Tragedia na przedmieściach Turynu. Mieszkanka jednego z bloków zasnęła w jednym łóżku ze swoim sześciomiesięcznym dzieckiem. Kiedy obudziła się około godziny 5 nad ranem, zauważyła, że osunęło się z materaca i zablokowało między meblami. Jego życia nie udało się uratować. - Ze względów bezpieczeństwa nie zaleca się spania z niemowlętami w jednym łóżku - mówi doktor Ewelina Gowin z Wielkopolskiego Centrum Pediatrii.
Do nieszczęśliwego wypadku doszło w nocy z piątku na sobotę w bloku przy ulicy Superga w Nichelino, niewielkiej miejscowości na przedmieściach Turynu. Sześciomiesięczne dziecko zmarło po tym, jak osunęło się z materaca i zaklinowało między łóżkiem a komodą.
Reanimacja nie przyniosła skutku
"Karabinierzy kategorycznie wykluczyli wątki dotyczące jakiejkolwiek przemocy ze strony opiekunów. Lekarz, który przyjechał na miejsce, potwierdził, że dziecko, które w najbliższych dniach skończyłoby 7 miesięcy, zmarło w wyniku uduszenia" - informuje dziennik "Corriere della Sera".

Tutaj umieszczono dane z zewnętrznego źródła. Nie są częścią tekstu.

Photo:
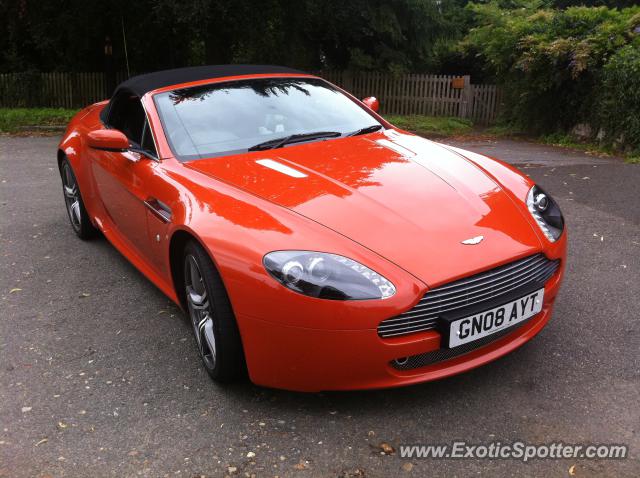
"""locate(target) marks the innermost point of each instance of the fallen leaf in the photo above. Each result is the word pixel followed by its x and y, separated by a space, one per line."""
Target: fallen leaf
pixel 386 449
pixel 302 465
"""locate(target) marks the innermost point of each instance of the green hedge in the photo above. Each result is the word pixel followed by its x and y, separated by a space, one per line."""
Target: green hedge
pixel 560 68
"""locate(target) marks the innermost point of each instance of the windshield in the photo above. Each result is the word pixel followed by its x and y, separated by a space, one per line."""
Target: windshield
pixel 232 117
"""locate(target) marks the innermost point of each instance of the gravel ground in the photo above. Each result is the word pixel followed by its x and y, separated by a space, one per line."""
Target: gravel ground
pixel 99 374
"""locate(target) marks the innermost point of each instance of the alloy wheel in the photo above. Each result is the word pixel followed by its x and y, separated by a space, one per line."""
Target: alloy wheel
pixel 200 311
pixel 71 196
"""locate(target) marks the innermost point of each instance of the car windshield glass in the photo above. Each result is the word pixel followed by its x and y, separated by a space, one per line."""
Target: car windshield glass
pixel 231 117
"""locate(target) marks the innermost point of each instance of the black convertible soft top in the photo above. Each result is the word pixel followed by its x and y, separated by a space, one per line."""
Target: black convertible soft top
pixel 141 84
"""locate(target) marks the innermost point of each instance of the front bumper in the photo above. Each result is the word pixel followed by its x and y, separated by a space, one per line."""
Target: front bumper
pixel 308 359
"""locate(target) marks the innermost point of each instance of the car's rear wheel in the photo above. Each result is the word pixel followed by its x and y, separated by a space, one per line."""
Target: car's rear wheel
pixel 211 316
pixel 78 215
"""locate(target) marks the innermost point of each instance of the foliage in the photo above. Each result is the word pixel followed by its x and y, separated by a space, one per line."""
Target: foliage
pixel 554 64
pixel 431 126
pixel 13 119
pixel 382 35
pixel 619 107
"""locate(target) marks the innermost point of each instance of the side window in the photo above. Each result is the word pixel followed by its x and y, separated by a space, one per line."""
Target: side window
pixel 147 139
pixel 127 115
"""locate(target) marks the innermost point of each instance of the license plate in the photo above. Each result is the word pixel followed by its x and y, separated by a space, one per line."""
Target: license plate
pixel 490 321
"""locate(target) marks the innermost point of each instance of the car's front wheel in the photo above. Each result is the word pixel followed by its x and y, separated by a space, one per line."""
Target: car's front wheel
pixel 78 215
pixel 211 316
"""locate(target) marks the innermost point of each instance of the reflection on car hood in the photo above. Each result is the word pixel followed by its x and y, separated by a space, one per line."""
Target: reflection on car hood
pixel 408 199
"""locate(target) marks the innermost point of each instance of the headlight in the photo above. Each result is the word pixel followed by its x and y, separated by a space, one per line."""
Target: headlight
pixel 327 276
pixel 546 213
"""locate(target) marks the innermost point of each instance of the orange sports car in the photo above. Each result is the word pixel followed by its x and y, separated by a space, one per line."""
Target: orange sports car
pixel 312 243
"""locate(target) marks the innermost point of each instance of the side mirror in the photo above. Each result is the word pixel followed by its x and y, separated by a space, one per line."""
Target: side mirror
pixel 372 102
pixel 108 139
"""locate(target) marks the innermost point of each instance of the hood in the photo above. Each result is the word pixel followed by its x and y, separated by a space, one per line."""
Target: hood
pixel 405 198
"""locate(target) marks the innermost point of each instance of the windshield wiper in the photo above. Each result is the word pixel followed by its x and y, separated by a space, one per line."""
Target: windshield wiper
pixel 293 138
pixel 365 130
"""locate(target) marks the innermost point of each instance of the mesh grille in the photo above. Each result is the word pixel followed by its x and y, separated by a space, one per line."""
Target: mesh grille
pixel 428 358
pixel 474 290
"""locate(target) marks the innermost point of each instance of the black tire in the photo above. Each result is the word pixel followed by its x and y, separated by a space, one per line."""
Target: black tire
pixel 76 211
pixel 211 316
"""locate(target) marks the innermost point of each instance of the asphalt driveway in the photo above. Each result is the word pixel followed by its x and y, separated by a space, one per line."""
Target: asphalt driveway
pixel 99 374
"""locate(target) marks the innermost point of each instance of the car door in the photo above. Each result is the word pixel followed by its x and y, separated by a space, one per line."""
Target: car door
pixel 123 178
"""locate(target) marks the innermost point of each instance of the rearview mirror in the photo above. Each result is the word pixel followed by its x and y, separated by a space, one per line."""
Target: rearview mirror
pixel 372 102
pixel 108 139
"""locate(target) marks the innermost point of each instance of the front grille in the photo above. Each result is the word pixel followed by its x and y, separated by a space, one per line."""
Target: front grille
pixel 440 355
pixel 484 287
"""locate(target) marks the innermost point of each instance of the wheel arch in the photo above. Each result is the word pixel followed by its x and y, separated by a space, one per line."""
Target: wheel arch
pixel 177 243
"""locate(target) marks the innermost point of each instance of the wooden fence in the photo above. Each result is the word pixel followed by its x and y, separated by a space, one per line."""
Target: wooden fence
pixel 419 94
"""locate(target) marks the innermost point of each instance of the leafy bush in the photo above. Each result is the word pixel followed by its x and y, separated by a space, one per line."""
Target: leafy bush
pixel 560 68
pixel 620 97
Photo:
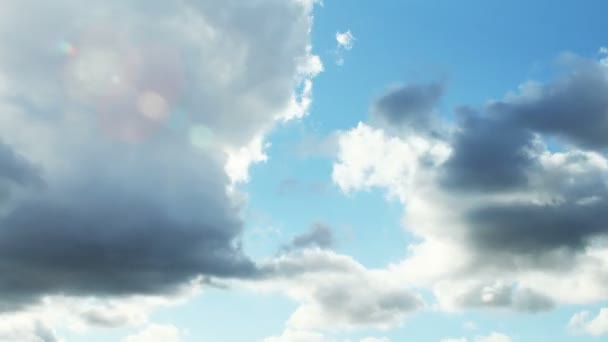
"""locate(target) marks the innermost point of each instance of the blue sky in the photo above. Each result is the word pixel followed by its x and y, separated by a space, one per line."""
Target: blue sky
pixel 165 178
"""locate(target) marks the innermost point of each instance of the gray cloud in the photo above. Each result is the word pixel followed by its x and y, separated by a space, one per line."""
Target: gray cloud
pixel 339 293
pixel 498 151
pixel 529 228
pixel 573 107
pixel 347 305
pixel 99 237
pixel 319 235
pixel 489 155
pixel 130 206
pixel 410 106
pixel 17 169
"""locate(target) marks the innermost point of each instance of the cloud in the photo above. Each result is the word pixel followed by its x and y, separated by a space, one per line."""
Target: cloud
pixel 583 323
pixel 19 329
pixel 493 295
pixel 410 107
pixel 137 141
pixel 319 235
pixel 345 42
pixel 502 216
pixel 493 337
pixel 375 339
pixel 291 335
pixel 336 293
pixel 156 333
pixel 16 169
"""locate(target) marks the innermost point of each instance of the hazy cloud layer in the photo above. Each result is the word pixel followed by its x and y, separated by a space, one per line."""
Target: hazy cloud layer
pixel 129 126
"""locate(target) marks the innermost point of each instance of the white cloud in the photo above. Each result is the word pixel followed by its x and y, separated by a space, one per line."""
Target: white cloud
pixel 375 339
pixel 407 168
pixel 583 323
pixel 80 97
pixel 156 333
pixel 345 42
pixel 493 337
pixel 462 339
pixel 345 39
pixel 336 293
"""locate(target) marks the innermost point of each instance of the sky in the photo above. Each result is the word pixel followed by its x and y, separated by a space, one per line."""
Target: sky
pixel 303 171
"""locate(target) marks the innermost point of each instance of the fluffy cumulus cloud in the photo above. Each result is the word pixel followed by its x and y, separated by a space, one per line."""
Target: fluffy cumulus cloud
pixel 345 41
pixel 319 235
pixel 336 293
pixel 507 201
pixel 123 127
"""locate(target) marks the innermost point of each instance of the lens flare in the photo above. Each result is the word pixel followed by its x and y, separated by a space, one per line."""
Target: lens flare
pixel 132 86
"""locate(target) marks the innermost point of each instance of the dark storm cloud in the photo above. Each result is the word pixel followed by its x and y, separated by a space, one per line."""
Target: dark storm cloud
pixel 410 106
pixel 17 169
pixel 104 235
pixel 319 235
pixel 531 229
pixel 488 155
pixel 574 107
pixel 495 151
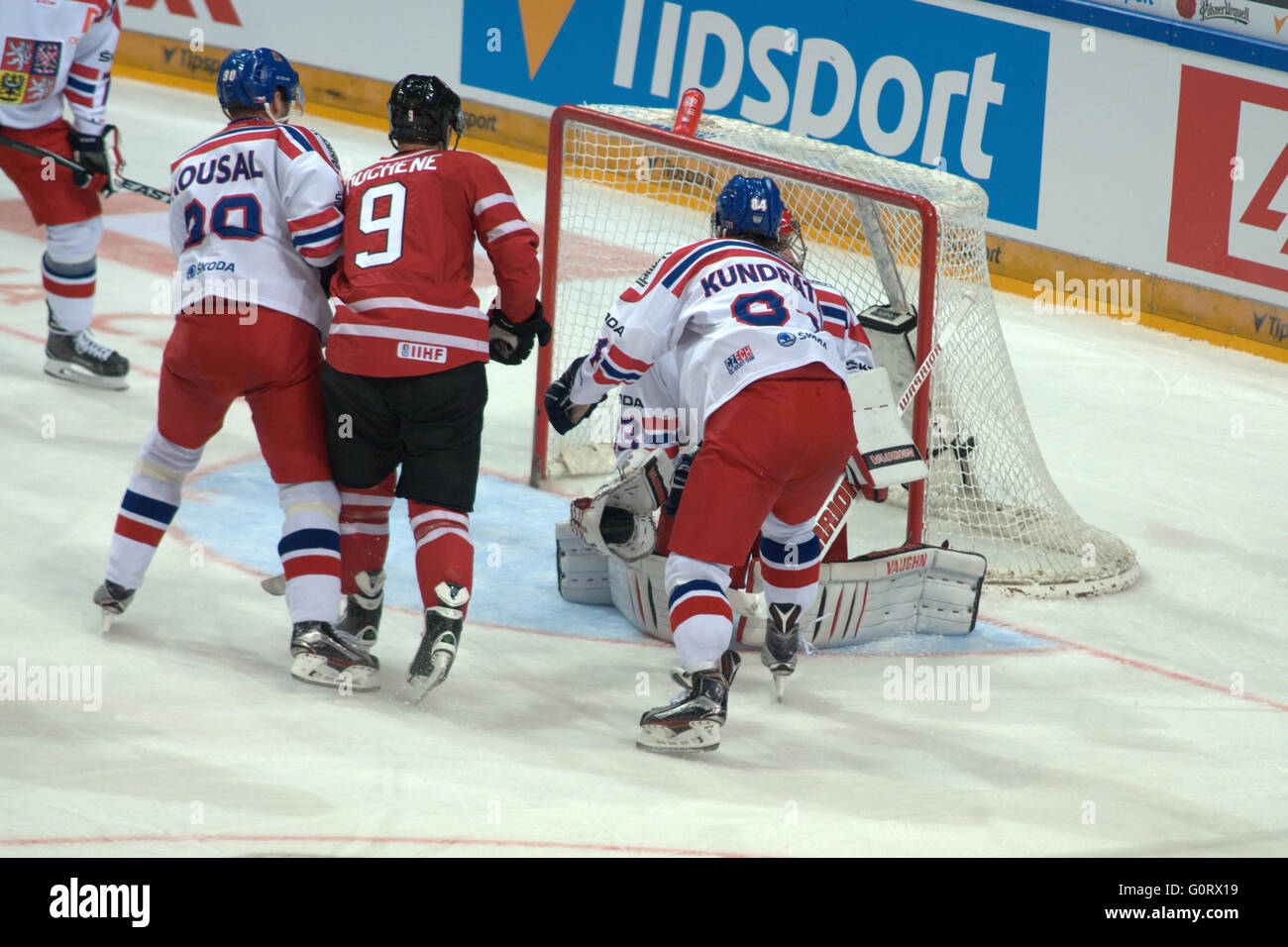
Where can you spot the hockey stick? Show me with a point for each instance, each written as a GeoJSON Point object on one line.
{"type": "Point", "coordinates": [941, 337]}
{"type": "Point", "coordinates": [850, 484]}
{"type": "Point", "coordinates": [124, 183]}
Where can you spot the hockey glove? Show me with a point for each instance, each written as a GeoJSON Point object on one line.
{"type": "Point", "coordinates": [510, 343]}
{"type": "Point", "coordinates": [90, 151]}
{"type": "Point", "coordinates": [559, 406]}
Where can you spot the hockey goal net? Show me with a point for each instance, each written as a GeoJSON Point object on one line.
{"type": "Point", "coordinates": [622, 189]}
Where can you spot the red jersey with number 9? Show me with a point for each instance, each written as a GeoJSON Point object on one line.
{"type": "Point", "coordinates": [404, 285]}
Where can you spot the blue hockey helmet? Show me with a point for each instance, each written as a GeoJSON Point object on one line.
{"type": "Point", "coordinates": [249, 77]}
{"type": "Point", "coordinates": [750, 206]}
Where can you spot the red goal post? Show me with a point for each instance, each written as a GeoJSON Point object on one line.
{"type": "Point", "coordinates": [554, 357]}
{"type": "Point", "coordinates": [623, 189]}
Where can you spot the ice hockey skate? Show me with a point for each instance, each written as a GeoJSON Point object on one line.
{"type": "Point", "coordinates": [782, 641]}
{"type": "Point", "coordinates": [114, 599]}
{"type": "Point", "coordinates": [320, 656]}
{"type": "Point", "coordinates": [437, 652]}
{"type": "Point", "coordinates": [692, 722]}
{"type": "Point", "coordinates": [80, 359]}
{"type": "Point", "coordinates": [361, 620]}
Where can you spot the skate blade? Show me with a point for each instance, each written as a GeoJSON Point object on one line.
{"type": "Point", "coordinates": [313, 669]}
{"type": "Point", "coordinates": [420, 684]}
{"type": "Point", "coordinates": [697, 737]}
{"type": "Point", "coordinates": [76, 375]}
{"type": "Point", "coordinates": [781, 684]}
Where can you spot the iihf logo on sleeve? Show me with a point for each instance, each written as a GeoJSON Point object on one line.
{"type": "Point", "coordinates": [75, 899]}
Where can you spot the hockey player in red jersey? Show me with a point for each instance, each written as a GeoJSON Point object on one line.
{"type": "Point", "coordinates": [256, 215]}
{"type": "Point", "coordinates": [404, 379]}
{"type": "Point", "coordinates": [755, 360]}
{"type": "Point", "coordinates": [52, 51]}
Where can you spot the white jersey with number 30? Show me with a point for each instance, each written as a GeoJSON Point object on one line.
{"type": "Point", "coordinates": [733, 313]}
{"type": "Point", "coordinates": [256, 210]}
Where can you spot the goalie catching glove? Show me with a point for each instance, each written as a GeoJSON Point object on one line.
{"type": "Point", "coordinates": [510, 343]}
{"type": "Point", "coordinates": [618, 519]}
{"type": "Point", "coordinates": [561, 411]}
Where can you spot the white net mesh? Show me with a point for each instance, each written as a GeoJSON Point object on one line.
{"type": "Point", "coordinates": [623, 201]}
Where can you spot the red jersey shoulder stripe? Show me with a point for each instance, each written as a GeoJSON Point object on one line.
{"type": "Point", "coordinates": [678, 285]}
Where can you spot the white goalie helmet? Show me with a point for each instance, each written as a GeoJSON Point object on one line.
{"type": "Point", "coordinates": [618, 518]}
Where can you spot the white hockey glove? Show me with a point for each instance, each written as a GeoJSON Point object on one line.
{"type": "Point", "coordinates": [618, 519]}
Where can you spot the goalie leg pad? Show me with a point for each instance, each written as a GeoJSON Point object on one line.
{"type": "Point", "coordinates": [887, 454]}
{"type": "Point", "coordinates": [922, 589]}
{"type": "Point", "coordinates": [583, 569]}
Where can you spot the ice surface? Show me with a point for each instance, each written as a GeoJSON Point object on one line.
{"type": "Point", "coordinates": [1145, 723]}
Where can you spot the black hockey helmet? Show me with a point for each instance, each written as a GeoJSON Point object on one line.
{"type": "Point", "coordinates": [423, 108]}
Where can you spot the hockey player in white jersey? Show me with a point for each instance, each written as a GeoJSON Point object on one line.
{"type": "Point", "coordinates": [51, 52]}
{"type": "Point", "coordinates": [653, 419]}
{"type": "Point", "coordinates": [768, 382]}
{"type": "Point", "coordinates": [256, 217]}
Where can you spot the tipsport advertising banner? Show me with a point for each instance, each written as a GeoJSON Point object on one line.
{"type": "Point", "coordinates": [917, 82]}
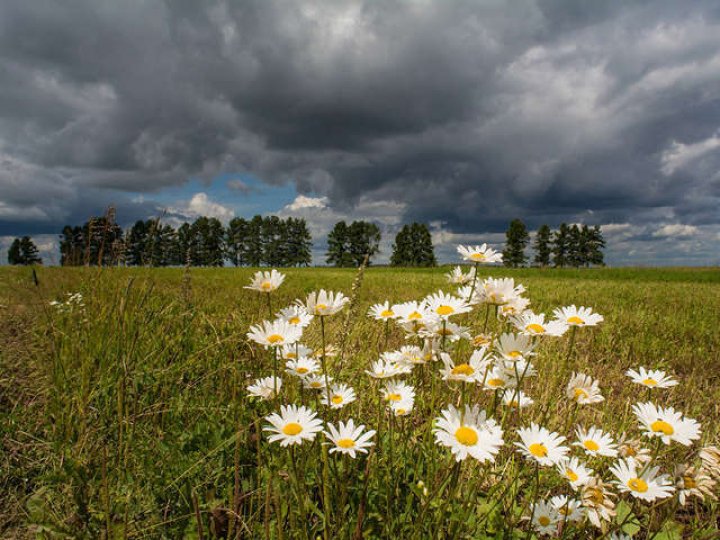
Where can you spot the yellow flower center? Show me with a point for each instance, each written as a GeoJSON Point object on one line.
{"type": "Point", "coordinates": [661, 426]}
{"type": "Point", "coordinates": [346, 443]}
{"type": "Point", "coordinates": [292, 428]}
{"type": "Point", "coordinates": [535, 328]}
{"type": "Point", "coordinates": [538, 450]}
{"type": "Point", "coordinates": [637, 484]}
{"type": "Point", "coordinates": [463, 369]}
{"type": "Point", "coordinates": [466, 436]}
{"type": "Point", "coordinates": [591, 445]}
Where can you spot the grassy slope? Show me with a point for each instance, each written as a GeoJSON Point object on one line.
{"type": "Point", "coordinates": [149, 386]}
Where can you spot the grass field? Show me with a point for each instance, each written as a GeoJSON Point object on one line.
{"type": "Point", "coordinates": [128, 417]}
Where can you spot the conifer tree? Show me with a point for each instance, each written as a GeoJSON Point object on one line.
{"type": "Point", "coordinates": [517, 239]}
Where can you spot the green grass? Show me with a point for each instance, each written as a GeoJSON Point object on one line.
{"type": "Point", "coordinates": [129, 416]}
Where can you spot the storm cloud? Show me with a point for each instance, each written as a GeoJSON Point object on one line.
{"type": "Point", "coordinates": [465, 114]}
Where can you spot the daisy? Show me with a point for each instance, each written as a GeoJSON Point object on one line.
{"type": "Point", "coordinates": [569, 509]}
{"type": "Point", "coordinates": [411, 312]}
{"type": "Point", "coordinates": [295, 315]}
{"type": "Point", "coordinates": [595, 442]}
{"type": "Point", "coordinates": [514, 346]}
{"type": "Point", "coordinates": [457, 277]}
{"type": "Point", "coordinates": [315, 382]}
{"type": "Point", "coordinates": [398, 391]}
{"type": "Point", "coordinates": [479, 254]}
{"type": "Point", "coordinates": [293, 425]}
{"type": "Point", "coordinates": [541, 445]}
{"type": "Point", "coordinates": [302, 367]}
{"type": "Point", "coordinates": [292, 352]}
{"type": "Point", "coordinates": [471, 371]}
{"type": "Point", "coordinates": [666, 423]}
{"type": "Point", "coordinates": [515, 398]}
{"type": "Point", "coordinates": [339, 396]}
{"type": "Point", "coordinates": [266, 282]}
{"type": "Point", "coordinates": [598, 501]}
{"type": "Point", "coordinates": [470, 434]}
{"type": "Point", "coordinates": [349, 439]}
{"type": "Point", "coordinates": [577, 316]}
{"type": "Point", "coordinates": [693, 482]}
{"type": "Point", "coordinates": [646, 486]}
{"type": "Point", "coordinates": [382, 312]}
{"type": "Point", "coordinates": [274, 334]}
{"type": "Point", "coordinates": [583, 389]}
{"type": "Point", "coordinates": [574, 472]}
{"type": "Point", "coordinates": [265, 388]}
{"type": "Point", "coordinates": [544, 518]}
{"type": "Point", "coordinates": [531, 324]}
{"type": "Point", "coordinates": [653, 378]}
{"type": "Point", "coordinates": [443, 305]}
{"type": "Point", "coordinates": [324, 303]}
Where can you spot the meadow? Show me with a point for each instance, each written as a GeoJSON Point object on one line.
{"type": "Point", "coordinates": [126, 414]}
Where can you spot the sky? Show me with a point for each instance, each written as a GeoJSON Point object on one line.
{"type": "Point", "coordinates": [460, 114]}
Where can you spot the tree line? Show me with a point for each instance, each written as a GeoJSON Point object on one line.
{"type": "Point", "coordinates": [569, 245]}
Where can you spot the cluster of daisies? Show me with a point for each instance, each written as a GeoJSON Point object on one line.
{"type": "Point", "coordinates": [595, 465]}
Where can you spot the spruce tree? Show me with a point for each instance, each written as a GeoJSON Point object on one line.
{"type": "Point", "coordinates": [517, 239]}
{"type": "Point", "coordinates": [543, 248]}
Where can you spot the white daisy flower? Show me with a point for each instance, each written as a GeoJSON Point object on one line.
{"type": "Point", "coordinates": [516, 398]}
{"type": "Point", "coordinates": [514, 346]}
{"type": "Point", "coordinates": [293, 425]}
{"type": "Point", "coordinates": [666, 423]}
{"type": "Point", "coordinates": [471, 434]}
{"type": "Point", "coordinates": [583, 389]}
{"type": "Point", "coordinates": [531, 324]}
{"type": "Point", "coordinates": [293, 352]}
{"type": "Point", "coordinates": [471, 371]}
{"type": "Point", "coordinates": [577, 316]}
{"type": "Point", "coordinates": [339, 396]}
{"type": "Point", "coordinates": [595, 442]}
{"type": "Point", "coordinates": [480, 254]}
{"type": "Point", "coordinates": [266, 281]}
{"type": "Point", "coordinates": [265, 387]}
{"type": "Point", "coordinates": [295, 315]}
{"type": "Point", "coordinates": [323, 303]}
{"type": "Point", "coordinates": [646, 486]}
{"type": "Point", "coordinates": [653, 378]}
{"type": "Point", "coordinates": [544, 518]}
{"type": "Point", "coordinates": [302, 367]}
{"type": "Point", "coordinates": [574, 472]}
{"type": "Point", "coordinates": [274, 334]}
{"type": "Point", "coordinates": [382, 312]}
{"type": "Point", "coordinates": [443, 305]}
{"type": "Point", "coordinates": [541, 445]}
{"type": "Point", "coordinates": [568, 509]}
{"type": "Point", "coordinates": [315, 382]}
{"type": "Point", "coordinates": [349, 439]}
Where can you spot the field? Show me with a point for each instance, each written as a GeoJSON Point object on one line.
{"type": "Point", "coordinates": [128, 416]}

Ze wstępnych ustaleń służb wynika, że tamtej nocy, chwilę przed godziną piątą, chłopiec odsunął się od matki, która leżała obok niego na łóżku. Znalazł się między ramą łóżka a komodą, która stała obok. Kobieta obudziła się niedługo później i od razu zaalarmowała służby. Ratownicy medyczni podjęli reanimację dziecka. Niestety działania nie przyniosły skutku.
Jeszcze w tym tygodniu ma odbyć się sekcja zwłok chłopca.
Zalecenia: w jednym pokoju, ale nie w tym samym łóżku
- Ze względów bezpieczeństwa nie zaleca się spania z niemowlętami w jednym łóżku - tłumaczy w rozmowie z portalem tvn24.pl doktor Ewelina Gowin z Wielkopolskiego Centrum Pediatrii. - Chodzi o dzieci, które nie ukończyły pierwszego roku życia i same nie są na tyle mobilne, by w pełni korygować swoje ułożenie. Zmiana pozycji może wywołać u rocznego dziecka trudności, niewydostanie się z takiego problemowego miejsca, tak jak zrobiłby to na przykład trzylatek - dodaje.
- Dodatkowo zalecenia są takie, by układać niemowlęta na plecach i pilnować tego, by nie spały na brzuchu, aby w skrajnych przypadkach nie doszło do tego nagłego zatrzymania oddechu - wyjaśnia doktor Ewelina Gowin.
Podobne wytyczne płyną od specjalistów z Amerykańskiej Akademii Pediatrycznej, którzy odradzają spanie w jednym łóżku z dzieckiem do momentu, w którym nie ukończy ono przynajmniej pół roku. Jednocześnie wskazują, że warto za to spać w tym samym pokoju, co niemowlę, bo znacznie zmniejsza to ryzyko wystąpienia nagłej śmierci łóżeczkowej (z angielskiego SIDS - sudden infant death syndrome).